Copy operation for a larger file does not take that much longer though. If interested you can time the operation by adding %%time magic function in the first line. Before timing the operation do ensure that you delete the file if it already exists in your S3 bucket. You can do so using the AWS Management Console.

copy_among_buckets(from_bucket='nyc-tlc', from_key='trip data/yellow_tripdata_2018-06.csv',
                      to_bucket='open-data-analytics-taxi-trips', to_key='many-trips/trips-2018-06.csv')
File many-trips/trips-2018-06.csv already exists in S3 bucket open-data-analytics-taxi-trips

This time when we list our bucket contents we should see the smaller file used in earlier S3 Select use case and the larger one we have copied over just now.

list_bucket_contents(bucket='open-data-analytics-taxi-trips', match='trips/trips')
few-trips/trips-2018-02.csv ( 66MB)
many-trips/trips-2018-06.csv (734MB)
Matched file size is 0.8GB with 2 files
Bucket open-data-analytics-taxi-trips total size is 0.9GB with 57 files

Change Log

This section captures changes and updates to this notebook across releases.

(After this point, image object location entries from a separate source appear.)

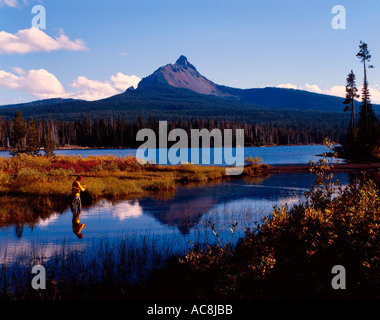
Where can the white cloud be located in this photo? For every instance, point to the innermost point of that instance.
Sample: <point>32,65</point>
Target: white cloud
<point>39,83</point>
<point>287,86</point>
<point>9,3</point>
<point>44,85</point>
<point>34,40</point>
<point>93,90</point>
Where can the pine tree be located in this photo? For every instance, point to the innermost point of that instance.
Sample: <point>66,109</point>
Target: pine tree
<point>32,144</point>
<point>368,123</point>
<point>48,145</point>
<point>19,131</point>
<point>351,95</point>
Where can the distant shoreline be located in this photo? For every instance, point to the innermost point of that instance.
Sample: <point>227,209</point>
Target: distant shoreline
<point>129,148</point>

Source S3 Select - Release 3 MAY 2019

This release adds alternative workflow for directly querying source datasets on the Registry of Open Data on AWS. You may want to use this alternative workflow if you do not want to retain a copy of the source dataset within your local S3 bucket, saving on workflow steps and storage costs.

Known issue: Running s3_select with query limit 1000 or more results in ValueError - Expected object or value. Is this exception because of the maximum length of a record in the result as 1 MB limit? [TODO] Handle exception gracefully.

Launch - Release 30 APR 2019

This is the launch release which builds the AWS Open Data Analytics API for exploring open datasets within your Amazon S3 account using S3 Select.